Etwaigen Ansprüchen eines Mönchs auf die Führung des Sangha vorzubeugen, war Gotama so wichtig, daß er kurz vor seinem Hinscheiden noch einmal die Leitfunktion der Lehre für den Orden betonte:
Ananda, es könnte euch der Gedanke kommen: >Mit dem Tode des Meisters ist sein Wort vergangen, wir haben keinen Meister mehr<. Aber so dürft ihr es nicht ansehen, Ananda. Die Lehre (dhamma) und die Ordenszucht (vinaya), die ich euch dargelegt und erläutert habe, die sind nach meinem Tode euer Meister.
(D 16, 6, 1)
Dies setzte voraus, daß keine Unklarheiten blieben, die zu Auslegungsdifferenzen führen konnten. Der Buddha gab darum den Mönchen eine letzte Gelegenheit, ihm Fragen zu stellen:
Vielleicht, Mönche, hat einer von euch noch einen Zweifel oder eine Wissenslücke bezüglich des Buddha oder des Dhamma oder des Sangha, bezüglich des (Achtfachen) Weges oder der Methode (zur Verwirklichung der Erlösung). Fragt mich, Mönche, damit ihr euch später nicht vorwerft: >Wir saßen dem Meister gegenüber, doch wir brachten es nicht fertig, ihn persönlich zu fragen<.
(D 16, 6, 5).
Aber die Bhikkhus blieben stumm.

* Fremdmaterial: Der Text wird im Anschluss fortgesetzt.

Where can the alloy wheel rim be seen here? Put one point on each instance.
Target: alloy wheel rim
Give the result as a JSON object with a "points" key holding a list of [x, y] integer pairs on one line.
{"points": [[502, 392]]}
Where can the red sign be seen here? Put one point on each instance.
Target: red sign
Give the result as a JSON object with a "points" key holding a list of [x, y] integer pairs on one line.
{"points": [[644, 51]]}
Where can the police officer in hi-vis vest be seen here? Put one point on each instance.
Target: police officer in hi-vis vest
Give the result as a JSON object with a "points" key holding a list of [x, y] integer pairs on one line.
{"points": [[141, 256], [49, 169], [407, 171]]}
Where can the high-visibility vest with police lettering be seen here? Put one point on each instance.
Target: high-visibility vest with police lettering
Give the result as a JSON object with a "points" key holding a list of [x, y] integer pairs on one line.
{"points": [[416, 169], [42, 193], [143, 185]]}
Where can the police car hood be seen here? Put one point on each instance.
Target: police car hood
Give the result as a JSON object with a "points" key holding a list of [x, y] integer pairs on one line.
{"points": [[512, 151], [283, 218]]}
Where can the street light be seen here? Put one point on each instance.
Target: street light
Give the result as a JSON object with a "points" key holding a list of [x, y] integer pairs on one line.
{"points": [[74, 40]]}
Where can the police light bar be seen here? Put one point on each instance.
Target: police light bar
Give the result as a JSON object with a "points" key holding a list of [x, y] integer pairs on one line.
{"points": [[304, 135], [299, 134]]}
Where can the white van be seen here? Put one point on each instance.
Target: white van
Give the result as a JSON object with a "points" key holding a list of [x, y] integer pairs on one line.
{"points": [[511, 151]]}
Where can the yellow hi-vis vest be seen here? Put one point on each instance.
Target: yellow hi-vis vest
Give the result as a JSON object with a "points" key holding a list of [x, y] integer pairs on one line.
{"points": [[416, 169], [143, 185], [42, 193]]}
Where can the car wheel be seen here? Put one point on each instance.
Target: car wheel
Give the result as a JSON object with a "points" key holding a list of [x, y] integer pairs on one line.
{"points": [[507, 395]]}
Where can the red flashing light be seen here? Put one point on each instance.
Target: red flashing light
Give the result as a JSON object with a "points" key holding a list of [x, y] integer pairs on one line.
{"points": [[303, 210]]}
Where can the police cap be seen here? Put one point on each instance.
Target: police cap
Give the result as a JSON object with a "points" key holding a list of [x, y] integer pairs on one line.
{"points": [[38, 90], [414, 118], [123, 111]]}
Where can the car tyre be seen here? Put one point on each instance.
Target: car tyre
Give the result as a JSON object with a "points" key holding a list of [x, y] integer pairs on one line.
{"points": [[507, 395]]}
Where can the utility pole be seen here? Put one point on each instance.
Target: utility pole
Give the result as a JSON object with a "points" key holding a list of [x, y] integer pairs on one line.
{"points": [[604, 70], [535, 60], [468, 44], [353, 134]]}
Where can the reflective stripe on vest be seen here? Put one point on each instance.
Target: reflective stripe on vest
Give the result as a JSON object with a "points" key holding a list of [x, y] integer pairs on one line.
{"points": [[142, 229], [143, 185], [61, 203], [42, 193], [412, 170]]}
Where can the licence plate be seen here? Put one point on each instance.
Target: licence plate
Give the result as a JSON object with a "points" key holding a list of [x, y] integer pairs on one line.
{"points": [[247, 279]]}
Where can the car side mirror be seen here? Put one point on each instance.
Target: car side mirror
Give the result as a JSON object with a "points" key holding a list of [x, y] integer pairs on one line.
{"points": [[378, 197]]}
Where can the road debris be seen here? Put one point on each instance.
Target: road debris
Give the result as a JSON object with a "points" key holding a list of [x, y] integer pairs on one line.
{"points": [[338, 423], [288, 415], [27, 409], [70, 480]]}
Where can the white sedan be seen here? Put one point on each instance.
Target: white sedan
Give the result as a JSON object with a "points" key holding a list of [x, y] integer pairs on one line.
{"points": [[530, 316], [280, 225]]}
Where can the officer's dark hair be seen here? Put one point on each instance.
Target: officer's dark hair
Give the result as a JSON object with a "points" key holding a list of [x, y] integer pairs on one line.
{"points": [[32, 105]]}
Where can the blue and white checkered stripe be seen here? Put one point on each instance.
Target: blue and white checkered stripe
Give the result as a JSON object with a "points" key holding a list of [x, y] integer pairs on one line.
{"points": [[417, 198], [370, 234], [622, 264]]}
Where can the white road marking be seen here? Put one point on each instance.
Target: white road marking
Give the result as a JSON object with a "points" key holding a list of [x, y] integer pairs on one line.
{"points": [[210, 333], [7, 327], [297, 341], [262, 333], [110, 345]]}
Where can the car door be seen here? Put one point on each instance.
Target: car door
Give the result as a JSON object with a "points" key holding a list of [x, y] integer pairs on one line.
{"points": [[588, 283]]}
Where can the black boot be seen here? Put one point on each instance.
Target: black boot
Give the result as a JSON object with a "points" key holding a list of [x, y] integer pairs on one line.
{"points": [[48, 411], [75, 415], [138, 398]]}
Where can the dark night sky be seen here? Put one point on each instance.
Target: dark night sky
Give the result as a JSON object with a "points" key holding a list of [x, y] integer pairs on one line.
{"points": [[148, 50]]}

Da bat der Buddha sie, falls sie aus Respekt vor ihm nicht zu sprechen wagten, ihren Fragewunsch einem befreundeten Mitmönch anzuvertrauen, aber wiederum verharrten sie in Schweigen. Es gab keine Unklarheiten mehr. Die Nacht war weit vorgerückt und Stille stand zwischen den Bäumen, als der sterbende Lehrer die Bhikkhus noch einmal anredete:
Nun denn, Mönche, ich beschwöre euch: Die Persönlichkeitsbestandteile (sankhara) unterliegen dem Gesetz der Vergänglichkeit. Bemüht euch angestrengt!
(D 16, 6, 7)
Das war des Buddha letztes Wort. Darauf fiel er in ein Koma, das Anuruddha den Mönchen als Meditationszustand erklärte, und ohne das Bewußtsein wiedererlangt zu haben, ging der Achtzigjährige ins Parinibbana ein, in den Zustand der Leidenserlöstheit nach Ablegung des Körpers (D 16, 6, 8-9). Die Mehrheit der Indienhistoriker datiert das Ereignis auf das Jahr 483 v. Chr.